André Neher, nel suo capolavoro – L’esilio della parola. Dal silenzio biblico al silenzio di Auschwitz –, polemizza con quegli intellettuali, teologi compresi, pronti, nel dopoguerra, a soffermarsi sulla tragedia di Hiroshima e Nagasaki, ma dimentichi della Shoah.
Eppure, in un altro scritto, egli ebbe a dire: «Vi è stato Auschwitz, vi è stata Hiroshima. E tuttavia vi è un futuro». Riconoscendo, dunque, il tragico rappresentato dall’atomica; una sorta di elogio sordo e cieco dell’autodistruzione umana.
La bomba atomica risuona come un monito: possiamo distruggere noi stessi, provocando l’estinzione della nostra specie, e di altre. In questo agosto 2023, però, in pochi hanno ricordato il dramma che si consumava settantotto anni fa: gli ordigni nucleari sganciati su Hiroshima e Nagasaki, a guerra quasi conclusa.
Accadeva altrove, lontano, nell’altro oceano, quando a noi già l’Atlantico sembra lontano; in un altro mondo, quasi in una terra di nessuno. Eppure con quell’«altro mondo» anche l’Italia di Mussolini, pochi anni prima, aveva stretto un Patto anticomintern. Labilità della memoria, sciagura di ciò che sembra!
Neher intravedeva un futuro, ma a condizione di ricordare; di lasciare, cioè, uno spazio nel nostro cuore e nella nostra sensibilità per quelle tragedie.
Due tragedie che egli stesso aveva posto quasi in competizione, sbagliando. Non c’è paragone possibile, aveva scritto, ravvedendosi in seguito. Paragone c’è: centinaia di migliaia di non ebrei nei campi di sterminio muoiono della morte degli ebrei, partecipano con il sangue al loro Olocausto.

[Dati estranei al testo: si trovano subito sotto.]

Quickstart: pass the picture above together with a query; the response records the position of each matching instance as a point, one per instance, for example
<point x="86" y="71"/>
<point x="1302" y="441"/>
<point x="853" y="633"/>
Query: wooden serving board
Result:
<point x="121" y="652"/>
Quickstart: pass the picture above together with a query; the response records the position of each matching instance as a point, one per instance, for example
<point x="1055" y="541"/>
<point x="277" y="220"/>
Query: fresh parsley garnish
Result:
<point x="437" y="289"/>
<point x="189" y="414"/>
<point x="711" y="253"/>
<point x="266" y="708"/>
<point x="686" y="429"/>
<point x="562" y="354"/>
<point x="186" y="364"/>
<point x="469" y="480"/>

Donne, bambini, comunisti, folli, Testimoni di Geova, altri cristiani, criminali, tutti loro e tutte loro hanno condiviso uno stesso destino di morte e di disperazione. La disperazione e la morte dell’umanità, e, per chi crede, di Dio stesso. Così a Hiroshima e a Nagasaki: il sacrificio di decine di migliaia di giapponesi innocenti, la sofferenza indicibile di milioni di loro rappresentano il sacrificio e la sofferenza di tutto il genere umano.
E, addirittura, di tutto il creato: di centinaia di specie animali e vegetali – la biosfera – ridotte a polvere e a carbone.
Il peggior negazionismo, in entrambi i casi, è l’oblio. Il negazionista dice: la Shoah è un’invenzione. Noi, colpiti da amnesia, stiamo sussurrando, senza affermarlo a chiare lettere: è come se quelle tragedie non fossero mai avvenute, non ci riguardano. E in tal modo ne diventiamo corresponsabili. Colpevoli no, ma, pur convinti di avere la coscienza a posto, ne risponderemo.
coltivare la Memoria è vitale, per se stessi e per la società.